Forums

deleting repeatedness in lists and of lists

Hi everyone :)

superlist=[[0,8],[1],[2],[3,6],[4],[5],[6,3,6],[7],[8,0,8],[9]]

I am trying to create a function on a list of lists that will do the following:

1) Deletes a repeat list( i.e. deletes a list that contains a number that has already been used in another list) from left to right so in the superlist it will identify that the first list contains a '0' and an '8' so any further list containing any of those two elements will be deleted. Therefore the penultimate list will be deleted.

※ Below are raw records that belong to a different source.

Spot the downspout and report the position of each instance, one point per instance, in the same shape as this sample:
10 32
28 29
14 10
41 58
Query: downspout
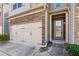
2 21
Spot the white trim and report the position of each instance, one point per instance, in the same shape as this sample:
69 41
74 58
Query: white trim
50 28
73 7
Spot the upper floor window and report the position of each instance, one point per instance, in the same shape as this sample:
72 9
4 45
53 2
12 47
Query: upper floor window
57 5
14 6
19 5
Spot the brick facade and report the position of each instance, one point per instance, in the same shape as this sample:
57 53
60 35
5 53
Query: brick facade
77 23
0 14
36 17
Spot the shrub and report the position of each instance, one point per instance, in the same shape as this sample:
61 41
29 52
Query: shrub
72 49
4 37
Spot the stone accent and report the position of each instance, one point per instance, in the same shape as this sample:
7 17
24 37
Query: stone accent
77 23
36 17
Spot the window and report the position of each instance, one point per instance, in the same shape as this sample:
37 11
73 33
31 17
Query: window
19 5
57 5
14 6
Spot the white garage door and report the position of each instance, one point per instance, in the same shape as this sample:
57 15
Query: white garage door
30 33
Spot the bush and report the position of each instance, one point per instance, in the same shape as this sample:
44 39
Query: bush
4 37
72 49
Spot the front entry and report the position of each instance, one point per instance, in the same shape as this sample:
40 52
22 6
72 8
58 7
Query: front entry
58 28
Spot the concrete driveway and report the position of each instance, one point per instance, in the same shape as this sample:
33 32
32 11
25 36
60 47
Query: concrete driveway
16 49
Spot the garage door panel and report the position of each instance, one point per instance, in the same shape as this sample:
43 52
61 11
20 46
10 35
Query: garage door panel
30 33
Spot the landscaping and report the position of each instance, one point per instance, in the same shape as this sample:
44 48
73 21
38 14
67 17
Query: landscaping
4 37
72 49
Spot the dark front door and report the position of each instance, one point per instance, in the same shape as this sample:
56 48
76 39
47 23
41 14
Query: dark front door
58 28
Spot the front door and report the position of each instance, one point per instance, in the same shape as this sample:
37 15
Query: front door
59 28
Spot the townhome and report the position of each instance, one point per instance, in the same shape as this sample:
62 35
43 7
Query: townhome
38 23
0 18
5 18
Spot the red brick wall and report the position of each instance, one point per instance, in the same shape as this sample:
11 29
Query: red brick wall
77 23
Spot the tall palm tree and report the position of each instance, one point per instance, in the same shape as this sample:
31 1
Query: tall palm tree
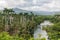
7 17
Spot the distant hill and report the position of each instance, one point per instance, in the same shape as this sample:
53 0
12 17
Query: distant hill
17 10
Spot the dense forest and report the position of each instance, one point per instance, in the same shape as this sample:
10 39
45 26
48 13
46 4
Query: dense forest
21 26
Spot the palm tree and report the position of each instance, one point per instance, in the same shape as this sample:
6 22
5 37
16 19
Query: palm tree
7 17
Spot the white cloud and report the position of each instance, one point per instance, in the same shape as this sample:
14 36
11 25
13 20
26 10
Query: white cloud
35 5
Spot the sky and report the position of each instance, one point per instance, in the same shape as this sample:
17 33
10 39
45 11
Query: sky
32 5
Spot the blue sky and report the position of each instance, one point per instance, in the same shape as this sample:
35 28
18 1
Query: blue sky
35 5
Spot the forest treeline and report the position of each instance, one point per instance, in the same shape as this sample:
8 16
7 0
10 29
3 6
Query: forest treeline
24 24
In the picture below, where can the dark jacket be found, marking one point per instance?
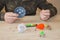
(30, 6)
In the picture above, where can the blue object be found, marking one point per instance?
(21, 11)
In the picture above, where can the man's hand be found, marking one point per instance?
(10, 17)
(45, 14)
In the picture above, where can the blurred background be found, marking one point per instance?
(36, 18)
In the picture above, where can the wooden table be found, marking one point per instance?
(10, 32)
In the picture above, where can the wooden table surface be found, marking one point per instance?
(10, 32)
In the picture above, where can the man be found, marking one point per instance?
(47, 9)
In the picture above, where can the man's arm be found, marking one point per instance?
(43, 4)
(2, 4)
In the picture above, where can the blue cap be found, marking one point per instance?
(21, 11)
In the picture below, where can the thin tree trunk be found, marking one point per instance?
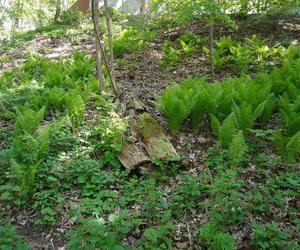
(110, 43)
(143, 7)
(95, 8)
(57, 11)
(211, 48)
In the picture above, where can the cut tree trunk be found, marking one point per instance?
(156, 142)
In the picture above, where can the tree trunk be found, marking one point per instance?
(211, 48)
(143, 7)
(110, 44)
(95, 16)
(57, 11)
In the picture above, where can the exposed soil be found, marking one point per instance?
(145, 81)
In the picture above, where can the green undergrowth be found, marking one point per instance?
(234, 106)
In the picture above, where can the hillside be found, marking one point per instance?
(235, 183)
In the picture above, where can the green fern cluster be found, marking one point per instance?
(239, 103)
(46, 89)
(176, 102)
(252, 55)
(75, 107)
(28, 120)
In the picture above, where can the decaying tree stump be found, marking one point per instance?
(156, 142)
(131, 156)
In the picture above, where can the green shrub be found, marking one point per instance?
(287, 147)
(71, 17)
(28, 120)
(269, 236)
(176, 105)
(9, 239)
(212, 237)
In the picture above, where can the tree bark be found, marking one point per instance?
(57, 11)
(211, 48)
(95, 17)
(143, 7)
(110, 42)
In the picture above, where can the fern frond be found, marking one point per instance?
(237, 148)
(215, 124)
(293, 147)
(294, 126)
(28, 120)
(280, 142)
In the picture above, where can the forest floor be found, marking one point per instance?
(140, 77)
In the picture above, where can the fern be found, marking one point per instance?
(23, 176)
(237, 148)
(176, 106)
(287, 147)
(55, 97)
(28, 120)
(293, 147)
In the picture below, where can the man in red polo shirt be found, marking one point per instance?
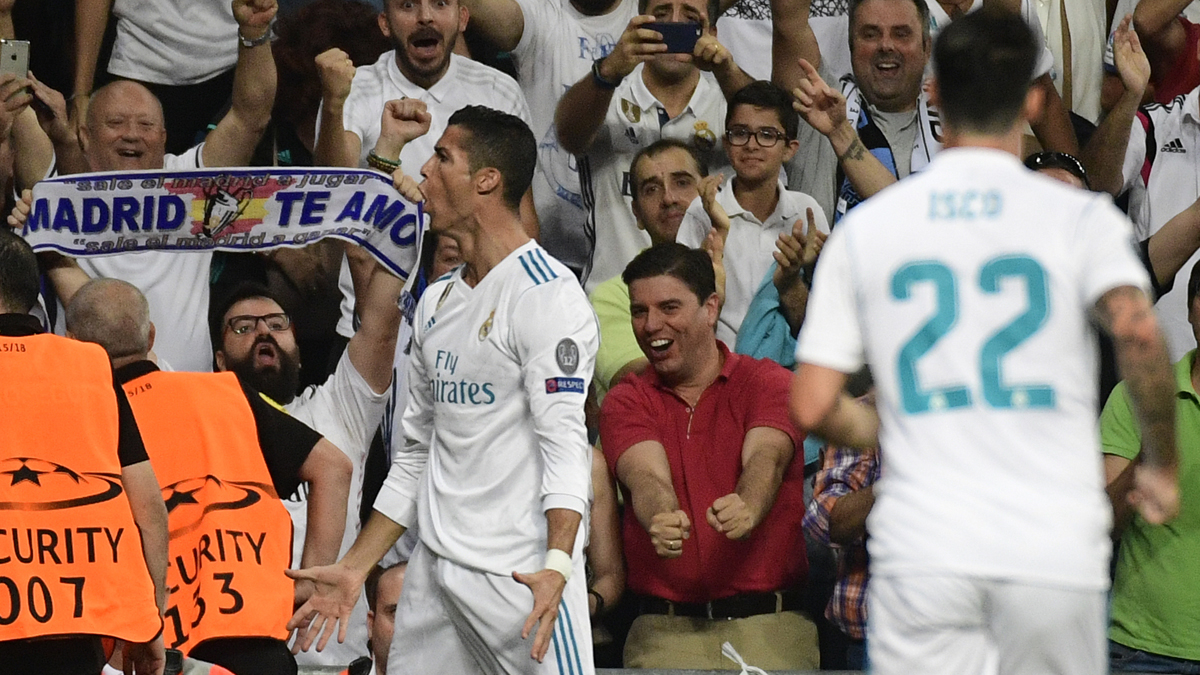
(702, 443)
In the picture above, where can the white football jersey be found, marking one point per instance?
(967, 288)
(493, 429)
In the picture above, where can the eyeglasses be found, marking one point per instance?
(1048, 160)
(767, 136)
(243, 324)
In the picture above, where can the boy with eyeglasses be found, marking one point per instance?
(760, 137)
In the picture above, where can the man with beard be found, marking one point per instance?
(255, 338)
(222, 457)
(634, 96)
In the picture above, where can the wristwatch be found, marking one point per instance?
(258, 41)
(601, 82)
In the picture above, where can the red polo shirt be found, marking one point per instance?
(703, 446)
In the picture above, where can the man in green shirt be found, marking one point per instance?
(1156, 593)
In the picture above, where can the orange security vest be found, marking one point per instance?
(70, 550)
(231, 536)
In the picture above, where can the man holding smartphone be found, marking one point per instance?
(646, 89)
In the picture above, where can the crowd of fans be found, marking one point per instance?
(690, 192)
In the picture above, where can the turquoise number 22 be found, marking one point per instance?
(917, 400)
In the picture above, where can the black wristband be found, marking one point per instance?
(599, 601)
(599, 79)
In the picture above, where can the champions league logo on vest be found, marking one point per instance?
(190, 500)
(35, 484)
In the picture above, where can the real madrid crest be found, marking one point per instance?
(705, 138)
(633, 113)
(486, 327)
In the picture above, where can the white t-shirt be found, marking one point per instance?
(495, 430)
(636, 119)
(967, 288)
(749, 248)
(465, 83)
(556, 49)
(173, 41)
(177, 286)
(1170, 185)
(346, 412)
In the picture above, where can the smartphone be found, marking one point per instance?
(15, 57)
(679, 36)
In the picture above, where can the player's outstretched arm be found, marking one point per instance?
(1127, 315)
(336, 587)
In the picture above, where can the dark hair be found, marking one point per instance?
(503, 142)
(762, 94)
(690, 266)
(349, 25)
(922, 15)
(658, 148)
(983, 63)
(19, 282)
(1049, 159)
(713, 7)
(217, 309)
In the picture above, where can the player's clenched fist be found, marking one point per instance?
(336, 71)
(732, 517)
(667, 532)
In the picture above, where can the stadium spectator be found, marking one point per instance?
(1153, 627)
(184, 51)
(124, 131)
(383, 589)
(223, 458)
(1147, 153)
(69, 454)
(760, 138)
(702, 442)
(256, 340)
(634, 96)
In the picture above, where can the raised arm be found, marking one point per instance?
(1104, 154)
(336, 147)
(91, 19)
(792, 39)
(232, 143)
(582, 109)
(1127, 315)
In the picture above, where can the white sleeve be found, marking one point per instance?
(1110, 254)
(557, 357)
(397, 496)
(695, 226)
(832, 335)
(1135, 155)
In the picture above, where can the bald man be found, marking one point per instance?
(197, 429)
(125, 131)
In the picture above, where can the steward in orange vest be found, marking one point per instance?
(75, 509)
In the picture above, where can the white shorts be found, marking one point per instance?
(970, 626)
(453, 619)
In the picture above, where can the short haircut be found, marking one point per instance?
(922, 13)
(217, 309)
(762, 94)
(983, 64)
(503, 142)
(112, 314)
(19, 281)
(713, 7)
(658, 148)
(690, 266)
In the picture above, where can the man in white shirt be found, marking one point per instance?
(125, 131)
(634, 96)
(760, 137)
(969, 290)
(497, 465)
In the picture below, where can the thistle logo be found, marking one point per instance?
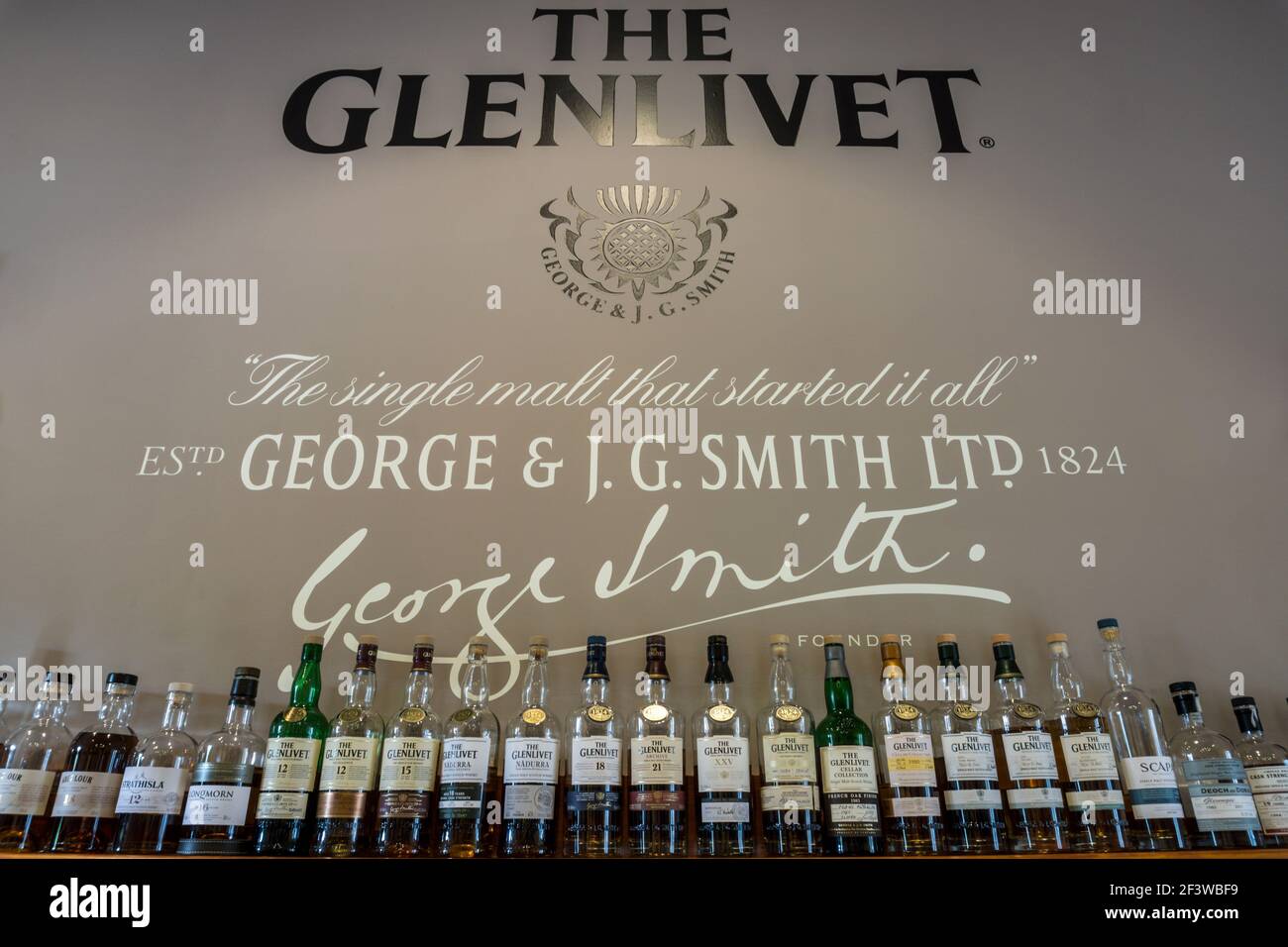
(640, 253)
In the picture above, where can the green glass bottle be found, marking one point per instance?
(291, 763)
(846, 759)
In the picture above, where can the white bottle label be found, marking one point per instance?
(25, 791)
(595, 762)
(290, 764)
(156, 789)
(408, 764)
(349, 764)
(724, 766)
(465, 759)
(910, 761)
(532, 761)
(969, 757)
(88, 795)
(657, 761)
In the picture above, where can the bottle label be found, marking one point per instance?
(1151, 788)
(657, 762)
(408, 764)
(290, 764)
(595, 762)
(25, 791)
(1029, 755)
(1089, 757)
(88, 795)
(724, 766)
(210, 804)
(911, 761)
(349, 764)
(532, 761)
(789, 758)
(156, 789)
(969, 757)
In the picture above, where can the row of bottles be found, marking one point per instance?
(919, 780)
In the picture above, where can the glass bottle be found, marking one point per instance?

So for the example above, if the function were called reduce() then, reduce(superlist) = [[0,8],[1],[2],[3,6],[4],[5],[7],[9]]

Thank you

[Edited mistake thanks to Cart]

I think your example contains a mistake, because the list [7] should also be in the reduced version, if I've understood your description correctly. Also, you don't state whether a list should be removed if it shares a number only with a previous list that was itself removed - I'm assuming that only lists which survive the removal process should be considered for duplicates.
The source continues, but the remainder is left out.